A small fraction of aluminum was added to the lithium garnet formulation because aluminum is known to stabilize the highly conductive cubic phase of this high-temperature ceramic.

In addition to using Raman spectroscopy analysis, they used another technique, known as negative-ion time-of-flight secondary ion mass spectrometry (TOF-SIMS). This technique revealed that the aluminum maintains its position at what were originally the interfaces between the lithium nitride and lithium garnet layers before the heating expelled the fused material and the nitrogen.

"When you look at large-scale processing of pellets by sintering, then everywhere where you have a grain boundary, you will find close to it a higher concentration of aluminum.
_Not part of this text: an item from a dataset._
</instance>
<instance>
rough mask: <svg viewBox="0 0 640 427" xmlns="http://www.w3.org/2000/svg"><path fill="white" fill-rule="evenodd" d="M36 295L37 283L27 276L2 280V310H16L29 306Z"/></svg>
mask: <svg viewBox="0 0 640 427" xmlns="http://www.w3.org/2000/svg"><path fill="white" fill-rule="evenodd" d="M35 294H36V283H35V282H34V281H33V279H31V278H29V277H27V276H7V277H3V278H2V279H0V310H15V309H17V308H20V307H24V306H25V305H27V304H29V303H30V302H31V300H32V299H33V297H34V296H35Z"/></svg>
So we see a replica of that in our new processing, but on a smaller scale at the original interfaces," Rupp says. "These little things are what adds up, also, not only to my excitement in engineering but my excitement as a scientist to understand phase formations, where that goes and what that does," Rupp said.

Oxford Professor Bruce noted the novelty of the approach commenting, "I'm not aware of similar nanostructured approaches to reduce diffusion lengths in solid-state synthesis."

"Although the paper describes specific application of the approach to the formation of lithium-rich and therefore highly conducting garnet solid electrolytes, the methodology has more general applicability, and therefore significant potential beyond the specific examples provided in the paper," Bruce added.

After demonstrating the unique processing and high conductivity of the lithium garnet electrode, the next step will be to assess the material in an actual battery to investigate how the material reacts with a battery cathode and how stable it is. "There is still a lot to come," Rupp predicts.

While the work will likely first apply to batteries, Rupp predicts another decade of advances based upon applications of her processing techniques to devices for artificial intelligence, neuromorphic computing, and fast gas sensors. "The moment the lithium is in a small solid-state film, you can use the fast motion to trigger other electrochemistry," she said.

Several companies have already shown an interest in using the new electrolyte approach.

Reference Materials

Pfenninger, R., Struzik, M., Garbayo, I., Stilp, E., Rupp, J. L.M. A low ride on processing temperature for fast lithium conduction in garnet solid-state battery films. Nature Energy, 4, pages 475-483 (2019).